BLOOD VOLUME: III. APPARENT CHANGES IN BLOOD VOLUME INDUCED BY TRANSFUSION, AND THEIR BEARING ON METHODS OF DETERMINING BLOOD VOLUME BY MEANS OF THE DEGREE OF CHANGE IN A CONSTITUENT OF THE BLOOD, FOLLOWING TRANSFUSION OF A KNOWN AMOUNT OF THAT CONSTITUENT

Author Affiliations

ROCHESTER, MINN.

From the Mayo Foundation.

Arch Intern Med (Chic). 1925;35(5):641-649. doi:10.1001/archinte.1925.00120110107013
Abstract

During the course of a study of the immediate effect of transfusion on the blood count, certain data have appeared which seem to indicate that, besides the change in volume due directly to the transfusion, changes in the total volume occur, due to increase or decrease in the recipient's plasma. These apparent changes in the blood volume may take place within a short time after transfusion without inconvenience to the patient, and may be either increases or decreases.
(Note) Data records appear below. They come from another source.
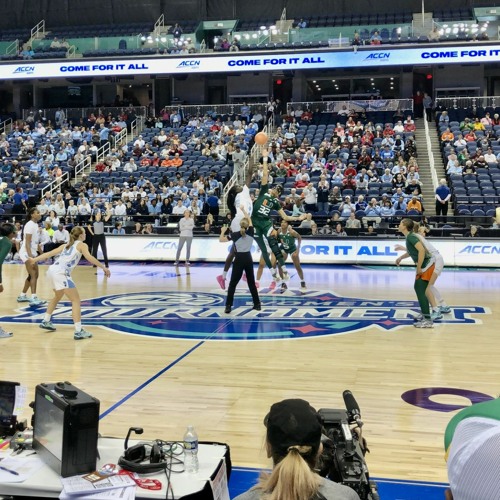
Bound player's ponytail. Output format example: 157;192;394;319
66;226;85;250
0;222;16;236
240;219;249;236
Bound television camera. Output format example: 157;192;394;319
318;391;380;500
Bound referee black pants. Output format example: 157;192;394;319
226;252;260;307
92;234;109;267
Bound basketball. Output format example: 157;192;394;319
255;132;267;146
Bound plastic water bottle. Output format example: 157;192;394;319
184;425;199;474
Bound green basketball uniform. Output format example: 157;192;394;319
252;184;281;234
278;231;297;255
406;233;432;271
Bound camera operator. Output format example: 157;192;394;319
236;399;359;500
444;399;500;500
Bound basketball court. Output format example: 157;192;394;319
0;263;500;492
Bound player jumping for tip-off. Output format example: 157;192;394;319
252;149;306;281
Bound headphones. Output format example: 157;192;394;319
118;427;170;474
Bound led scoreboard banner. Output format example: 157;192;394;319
0;44;500;80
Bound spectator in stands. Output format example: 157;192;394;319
299;213;315;229
370;30;382;45
462;160;477;178
465;225;481;238
435;179;451;222
459;118;474;134
346;211;361;229
473;155;488;171
441;127;455;146
380;145;394;162
316;175;330;212
393;193;408;212
474;116;486;132
302;182;318;212
332;224;348;237
172;23;183;42
338;196;356;220
351;31;363;51
50;36;61;49
380;200;395;219
20;45;35;60
422;92;433;122
464;130;477;142
406;195;423;214
112;222;125;236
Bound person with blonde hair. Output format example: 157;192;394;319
28;226;111;340
235;399;359;500
394;222;451;321
219;205;261;314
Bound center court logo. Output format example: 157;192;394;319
1;291;490;340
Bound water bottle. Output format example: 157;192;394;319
184;425;199;474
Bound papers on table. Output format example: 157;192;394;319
0;457;45;483
59;475;136;500
59;486;135;500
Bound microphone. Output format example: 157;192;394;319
124;427;144;450
342;390;363;427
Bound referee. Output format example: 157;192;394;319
87;210;112;274
219;206;261;314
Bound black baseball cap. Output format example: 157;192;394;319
264;399;321;456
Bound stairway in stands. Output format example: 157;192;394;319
415;118;444;217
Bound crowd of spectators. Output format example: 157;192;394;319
251;108;424;234
0;102;423;238
436;108;500;225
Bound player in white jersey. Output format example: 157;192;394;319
415;225;451;321
395;223;451;321
216;185;253;290
30;226;111;340
17;208;47;307
231;186;253;233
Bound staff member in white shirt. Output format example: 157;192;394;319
174;210;194;266
17;208;47;307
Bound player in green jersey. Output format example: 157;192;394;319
252;149;305;281
273;220;306;292
396;219;435;328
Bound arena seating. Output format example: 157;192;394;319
436;107;500;220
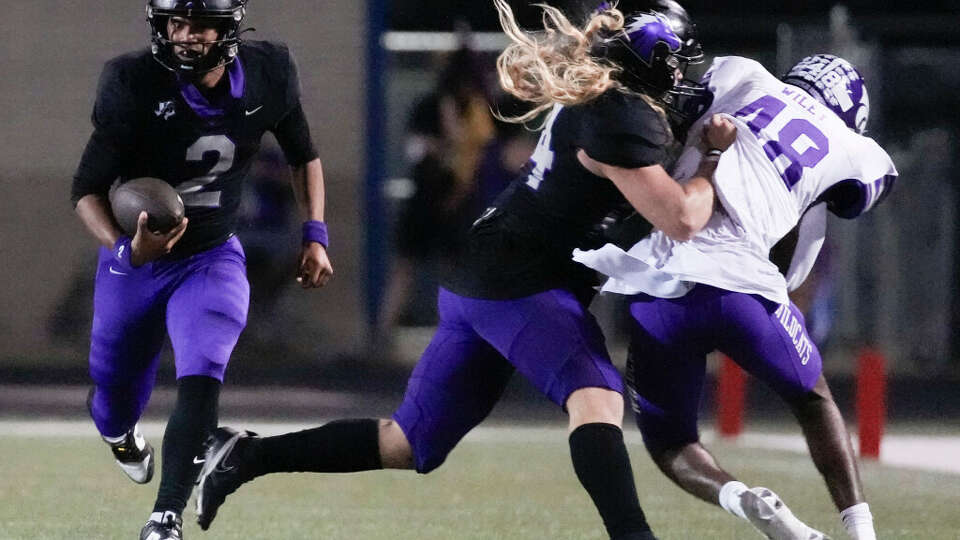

In certain patients, these changes do not occur, especially in those whose blood is comparatively normal. If they really are blood volume changes, they would be a source of error to any method of determining blood volume, which is dependent on the injection of a known amount of some constituent already present in the blood, and the subsequent measurement of the increase in that constituent, because they would vitiate the initial reading.